One of the most costly tasks for small companies is chasing down accounts for payment. You’ve handled their load, but now they are dragging their feet paying the bill. That is costing both time and money for the carrier, which is why many smaller fleets and owner-operators turn to factoring companies.

Factoring can help smaller companies solve back-office concerns that are weighing on the financials of their firms, it can improve the management of cash flow ensuring there is always money available for both expected and unexpected expenses, and it can help improve the collectability of debts. Factoring companies will perform credit checks on a carriers’ customer before agreeing to factor the receivable. If the factoring company refuses to factor the account, it’s a sign this could be a problem customer. Carriers may want to rethink working with this customer in these situations.

Factoring is a process where a factoring company “purchases” an invoice at a small discount and the factoring company collects on the debt. There are thousands of companies that deal in factoring, but for those within the transportation industry, it’s usually best to choose one that specializes in trucking.
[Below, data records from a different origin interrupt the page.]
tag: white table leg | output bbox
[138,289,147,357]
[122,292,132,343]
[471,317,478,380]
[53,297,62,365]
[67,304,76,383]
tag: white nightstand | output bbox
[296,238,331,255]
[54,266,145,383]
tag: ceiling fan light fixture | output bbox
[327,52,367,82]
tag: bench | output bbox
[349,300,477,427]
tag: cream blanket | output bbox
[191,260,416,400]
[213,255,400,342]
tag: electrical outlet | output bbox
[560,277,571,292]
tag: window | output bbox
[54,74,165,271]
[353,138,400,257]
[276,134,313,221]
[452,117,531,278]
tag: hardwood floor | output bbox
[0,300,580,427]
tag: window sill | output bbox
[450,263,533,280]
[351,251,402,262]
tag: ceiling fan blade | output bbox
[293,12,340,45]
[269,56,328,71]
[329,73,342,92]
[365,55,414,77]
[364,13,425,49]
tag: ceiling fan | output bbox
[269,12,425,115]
They will know the players, giving them an edge in identifying bad risks, and will understand intricacies in your operation that non-specialized factoring companies will not.

There are generally two types of factoring to choose from – non-recourse and recourse. Non-recourse factoring places the burden of collecting the debt on the factoring company. This lowers the risk for smaller companies that can afford unpaid invoices, but it does come with slightly higher fees. Recourse factoring offers lower fees, but if the factoring company can’t collect the debt, the customer must repay the factoring company.